Elisa allongée sur son lit, en chemise de nuit, les cheveux défaits, avait passé la soirée à relire la lettre de Pierre. Il lui posait des milliers de questions. Commet allait-elle ? Comment trouvait-elle Paris ? Comment l'enquête avançait-elle ? Elisa soupira. Elle aurait aimé que les choses aillent plus vite. Cela faisait maintenant cinq jours qu'ils se trouvaient à Paris et qu'aucune nouvelle ne venait alimenter ses recherches. Pierre demandait également comment se comportait le détective à son égard, s'il n'essayait pas de la séduire. Elle eut un petit sourire en levant les yeux au ciel. Gustave la courtisait autant que le chêne devant la maison. Non, vraiment, ce n'était pas le type d'homme attiré par les femmes. Elle s'en était très rapidement aperçue. Elle se surpris à penser que cela aurait néanmoins pu être amusant. Au même moment, on toqua à la porte.
—Entrez !
Elisa en releva la tête, prête à expliquer à Bleuenn ce qu'elle désirait porter le lendemain. Quelle ne fut pas sa surprise lorsqu'elle découvrit Gustave. Elle se releva d'un coup, remontant sa couverture pour se couvrir davantage. Son cœur peinait à retrouver un rythme normal. Elle l'observa rapidement de bas en haut, l'air outragée.
—Que faites-vous là ?
—Ma chère femme, je viens passer quelques instants avec vous.
Il referma la porte. Le teint d'Elisa vira au rouge écarlate. Des sueurs froides coulèrent dans son dos. Elle recula. Gustave s'avança et s'appuya contre la colonne de son lit à baldaquin, les mains dans les poches.
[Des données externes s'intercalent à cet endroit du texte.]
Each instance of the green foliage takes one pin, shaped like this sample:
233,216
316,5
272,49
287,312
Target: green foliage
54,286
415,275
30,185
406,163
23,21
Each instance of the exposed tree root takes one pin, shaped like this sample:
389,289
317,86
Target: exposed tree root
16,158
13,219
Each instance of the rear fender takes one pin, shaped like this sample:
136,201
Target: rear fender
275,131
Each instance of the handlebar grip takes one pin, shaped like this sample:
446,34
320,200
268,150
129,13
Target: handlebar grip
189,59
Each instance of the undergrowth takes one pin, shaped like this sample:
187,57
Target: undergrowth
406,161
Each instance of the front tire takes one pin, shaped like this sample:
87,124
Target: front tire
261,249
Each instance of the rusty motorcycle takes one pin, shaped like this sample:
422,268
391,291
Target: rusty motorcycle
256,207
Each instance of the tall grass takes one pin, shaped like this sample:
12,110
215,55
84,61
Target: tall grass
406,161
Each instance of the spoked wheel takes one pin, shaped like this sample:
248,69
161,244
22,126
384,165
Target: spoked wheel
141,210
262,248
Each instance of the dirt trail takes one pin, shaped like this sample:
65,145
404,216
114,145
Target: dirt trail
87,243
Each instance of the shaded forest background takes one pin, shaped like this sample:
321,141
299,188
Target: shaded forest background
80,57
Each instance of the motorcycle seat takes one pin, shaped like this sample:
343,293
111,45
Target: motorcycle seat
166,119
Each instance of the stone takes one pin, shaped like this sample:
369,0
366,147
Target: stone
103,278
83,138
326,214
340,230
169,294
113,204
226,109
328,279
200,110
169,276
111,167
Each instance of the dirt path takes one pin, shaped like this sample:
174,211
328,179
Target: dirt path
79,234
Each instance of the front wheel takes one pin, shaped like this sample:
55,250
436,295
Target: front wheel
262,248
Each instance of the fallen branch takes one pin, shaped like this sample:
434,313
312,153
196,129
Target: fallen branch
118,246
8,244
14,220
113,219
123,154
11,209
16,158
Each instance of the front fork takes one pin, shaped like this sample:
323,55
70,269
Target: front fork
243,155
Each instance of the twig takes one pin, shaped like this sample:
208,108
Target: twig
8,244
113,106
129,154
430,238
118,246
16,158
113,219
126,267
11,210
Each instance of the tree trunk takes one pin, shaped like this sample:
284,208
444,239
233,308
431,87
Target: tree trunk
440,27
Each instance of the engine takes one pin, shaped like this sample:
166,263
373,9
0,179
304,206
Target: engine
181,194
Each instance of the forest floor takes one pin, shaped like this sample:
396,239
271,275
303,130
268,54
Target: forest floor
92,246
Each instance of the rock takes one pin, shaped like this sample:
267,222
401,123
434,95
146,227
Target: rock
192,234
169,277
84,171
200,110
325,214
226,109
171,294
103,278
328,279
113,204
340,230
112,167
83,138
Le souffle de la jeune fille se fit de plus en plus saccadé.
—Sortez ! ordonna-t-elle, tremblante.
—Je viens vous parler du repas de demain.
—Dans ma chambre ?
—Comme ça, la bonne, ne viendra pas écouter. Et c'est une attitude normale pour des personnes mariées.
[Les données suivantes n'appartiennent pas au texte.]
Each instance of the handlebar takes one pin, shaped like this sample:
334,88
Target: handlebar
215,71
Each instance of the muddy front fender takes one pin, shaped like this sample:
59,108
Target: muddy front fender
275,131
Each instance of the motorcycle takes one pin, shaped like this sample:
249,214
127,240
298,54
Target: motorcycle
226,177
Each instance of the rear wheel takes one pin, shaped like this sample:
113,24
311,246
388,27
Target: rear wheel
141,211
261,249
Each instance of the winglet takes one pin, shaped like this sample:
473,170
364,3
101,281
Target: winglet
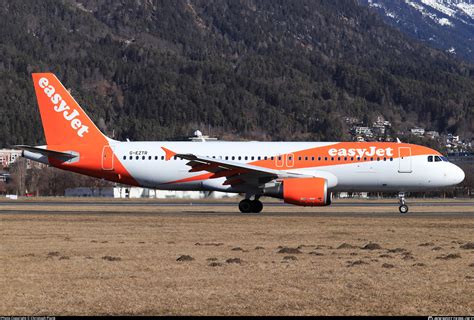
168,153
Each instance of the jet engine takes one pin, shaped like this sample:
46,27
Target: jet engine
307,192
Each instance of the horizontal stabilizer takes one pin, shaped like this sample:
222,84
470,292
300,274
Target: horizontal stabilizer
63,156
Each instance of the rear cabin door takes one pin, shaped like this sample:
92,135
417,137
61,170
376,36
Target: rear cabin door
404,156
107,158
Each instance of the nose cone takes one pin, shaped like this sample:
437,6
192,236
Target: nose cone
457,174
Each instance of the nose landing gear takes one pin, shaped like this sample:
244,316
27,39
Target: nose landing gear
403,208
250,206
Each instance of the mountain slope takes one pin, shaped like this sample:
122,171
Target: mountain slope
249,69
444,24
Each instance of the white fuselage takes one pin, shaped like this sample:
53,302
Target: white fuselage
146,162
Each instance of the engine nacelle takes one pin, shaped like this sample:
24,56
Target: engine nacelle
301,191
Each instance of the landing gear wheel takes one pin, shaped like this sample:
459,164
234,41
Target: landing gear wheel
245,206
249,206
403,208
257,206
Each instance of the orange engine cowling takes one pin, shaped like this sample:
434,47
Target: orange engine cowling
302,191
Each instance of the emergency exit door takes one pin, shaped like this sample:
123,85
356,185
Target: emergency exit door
107,158
404,158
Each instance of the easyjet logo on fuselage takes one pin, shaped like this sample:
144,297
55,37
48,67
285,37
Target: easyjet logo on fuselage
361,152
61,106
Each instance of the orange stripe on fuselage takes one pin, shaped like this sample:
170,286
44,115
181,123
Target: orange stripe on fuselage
336,151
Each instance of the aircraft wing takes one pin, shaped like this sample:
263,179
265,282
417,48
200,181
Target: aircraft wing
63,156
235,172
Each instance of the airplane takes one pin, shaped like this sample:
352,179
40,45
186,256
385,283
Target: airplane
300,173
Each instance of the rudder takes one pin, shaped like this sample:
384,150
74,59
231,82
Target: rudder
64,121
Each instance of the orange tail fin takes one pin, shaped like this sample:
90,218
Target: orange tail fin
64,121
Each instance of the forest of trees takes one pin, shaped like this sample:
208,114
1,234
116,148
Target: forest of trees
246,69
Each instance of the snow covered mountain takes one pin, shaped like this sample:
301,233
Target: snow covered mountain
444,24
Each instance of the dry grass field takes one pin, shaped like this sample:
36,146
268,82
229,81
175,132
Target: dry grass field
121,263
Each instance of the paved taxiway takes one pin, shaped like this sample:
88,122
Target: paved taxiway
370,208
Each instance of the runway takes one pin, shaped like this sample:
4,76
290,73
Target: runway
106,257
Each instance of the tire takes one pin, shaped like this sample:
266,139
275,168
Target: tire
257,206
403,208
245,206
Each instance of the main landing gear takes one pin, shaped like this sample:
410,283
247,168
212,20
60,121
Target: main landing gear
403,207
250,206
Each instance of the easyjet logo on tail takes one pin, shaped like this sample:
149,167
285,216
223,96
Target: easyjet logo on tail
366,152
60,106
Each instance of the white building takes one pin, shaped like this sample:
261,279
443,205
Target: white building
432,134
366,131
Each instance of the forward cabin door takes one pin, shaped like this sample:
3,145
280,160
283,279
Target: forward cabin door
107,158
404,156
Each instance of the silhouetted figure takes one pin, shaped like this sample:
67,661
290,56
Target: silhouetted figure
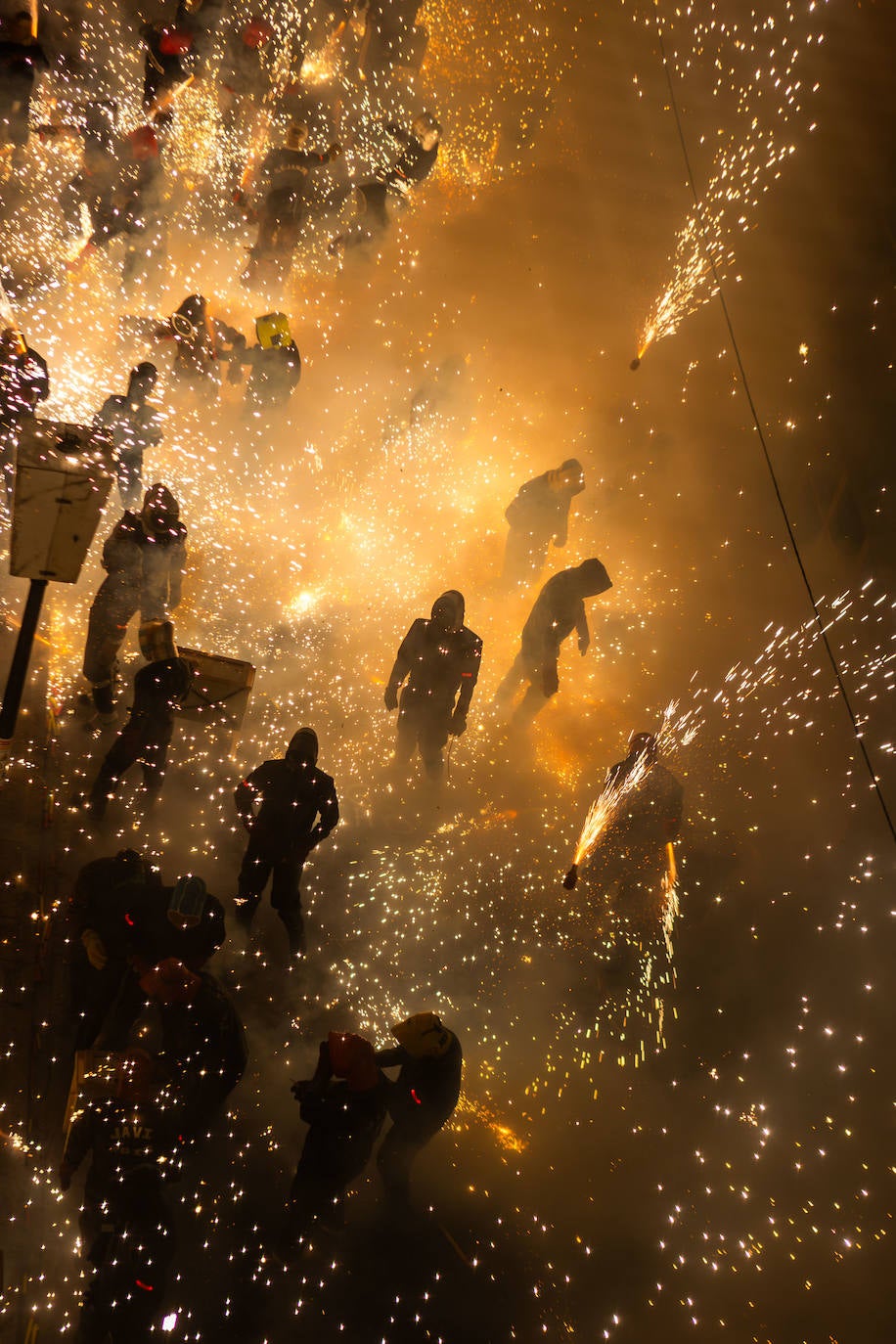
344,1106
559,610
421,1099
160,689
439,658
144,558
133,426
540,515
Elisa respira. Oui, bien sûr, Gustave serait prêt à toutes les excentricités pour l'enquête. Elle se demanda même pourquoi elle avait eu peur. Elle s'assit devant sa coiffeuse et invita le détective à s'asseoir sur son lit. Celui-ci lui expliqua l'attitude qu'ils auraient à tenir lors du dîner. D'après ses renseignements, les Morec avaient deux filles, Marceline et Mélie. Le rôle d'Elisa serait de parler avec les demoiselles et leur mère pour soutirer le maximum d'information, sans toutefois éveiller les soupçons. Elle devait découvrir quels types de relation liait les trois femmes, si l'une était délaissée, si les filles appréciaient leur mère, s'il y avait une préférée.
—Nous auront l'occasion de les revoir, alors pas de précipitation, prévint Gustave.
Sur ce, il se leva, et sorti sans même se retourner. Elisa se regarda dans le miroir. C'était la première fois qu'un homme la voyait en chemise de nuit, hormis son père et son frère. Et ce dernier n'avait même pas réagi. Était-elle si banale que cela ? Ou était-ce les filles en général qui ne faisaient rien au détective ? A présent, elle brûlait d'en savoir un peu plus sur sa vie personnelle. Cela l'occuperait pendant son temps libre. Une seconde enquête à mener quand l'autre piétinait. Elle se sourit une dernière fois et alla dormir.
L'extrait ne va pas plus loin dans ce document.